O Dia Mundial da Internet Segura, comemorado na última terça-feira (10), abriu a agenda de atividades de 2009 em prol de uma navegação mais segura e ética na rede. Durante coletiva de imprensa, em São Paulo, o presidente da SaferNet, Thiago Tavares, anunciou que a organização realizará oficinas de prevenção em 250 escolas (150 públicas e 100 privadas) em diferentes capitais do País.
“Pretendemos contar com a participação de pelo menos um representante do Ministério Público e um representante de provedor em nossa caravana”, destacou Tavares.
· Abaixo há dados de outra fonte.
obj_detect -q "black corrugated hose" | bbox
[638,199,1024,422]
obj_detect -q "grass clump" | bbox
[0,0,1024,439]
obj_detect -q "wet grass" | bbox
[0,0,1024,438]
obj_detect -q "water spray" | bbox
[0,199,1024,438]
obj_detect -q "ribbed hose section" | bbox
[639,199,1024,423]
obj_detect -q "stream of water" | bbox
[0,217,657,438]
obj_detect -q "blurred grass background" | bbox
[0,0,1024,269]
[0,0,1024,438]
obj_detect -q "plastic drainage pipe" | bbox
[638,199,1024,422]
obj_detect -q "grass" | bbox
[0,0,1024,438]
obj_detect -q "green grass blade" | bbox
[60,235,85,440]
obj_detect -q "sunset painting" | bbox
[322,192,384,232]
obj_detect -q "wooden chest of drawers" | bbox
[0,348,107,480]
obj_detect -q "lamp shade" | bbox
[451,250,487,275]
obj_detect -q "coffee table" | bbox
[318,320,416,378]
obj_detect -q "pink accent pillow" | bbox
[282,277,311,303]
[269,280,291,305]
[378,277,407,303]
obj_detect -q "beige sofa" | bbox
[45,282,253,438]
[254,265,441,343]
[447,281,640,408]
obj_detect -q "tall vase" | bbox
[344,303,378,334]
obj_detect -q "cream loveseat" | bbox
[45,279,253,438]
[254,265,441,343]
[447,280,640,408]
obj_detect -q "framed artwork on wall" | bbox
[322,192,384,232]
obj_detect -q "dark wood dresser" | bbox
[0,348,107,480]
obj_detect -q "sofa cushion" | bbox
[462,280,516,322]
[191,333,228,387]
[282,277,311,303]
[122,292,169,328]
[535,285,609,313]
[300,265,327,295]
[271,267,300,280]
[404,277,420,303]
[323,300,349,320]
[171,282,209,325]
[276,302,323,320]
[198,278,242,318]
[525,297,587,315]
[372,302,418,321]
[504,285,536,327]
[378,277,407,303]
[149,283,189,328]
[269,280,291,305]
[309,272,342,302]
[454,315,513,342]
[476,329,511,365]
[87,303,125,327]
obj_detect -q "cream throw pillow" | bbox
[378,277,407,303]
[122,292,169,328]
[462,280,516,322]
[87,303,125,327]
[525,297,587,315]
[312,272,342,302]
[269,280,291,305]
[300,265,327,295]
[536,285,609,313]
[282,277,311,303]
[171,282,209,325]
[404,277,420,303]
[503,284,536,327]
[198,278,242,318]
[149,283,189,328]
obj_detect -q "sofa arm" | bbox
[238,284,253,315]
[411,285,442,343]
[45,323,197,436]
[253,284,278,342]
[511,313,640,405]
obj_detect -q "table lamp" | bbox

As oficinas fazem parte do projeto patrocinado pela Petrobras, por meio de seleção pública do programa Desenvolvimento & Cidadania Petrobras, iniciado em dezembro de 2008.
As oficinas reforçam a preocupação da SaferNet em atuar na área de prevenção. Em 2006, como primeira iniciativa nesse sentido, a organização lançou em parceria com alunos do curso Hackerteen uma cartilha com informações e dicas de navegação segura. No ano passado, um canal de orientação foi criado e uma área específica no portal institucional com dicas e informações. Além disso, uma nova cartilha SaferDic@s, criada pela equipe da SaferNet, foi lançada em formato eletrônico. O Fundo das Populações das Nações Unidas financiou a impressão de cinco mil exemplares para serem distribuídos durante o III Congresso Mundial de Enfrentamento da Exploração de Crianças e Adolescentes, a convite da Secretaria Especial de Direitos Humanos da Presidência da República.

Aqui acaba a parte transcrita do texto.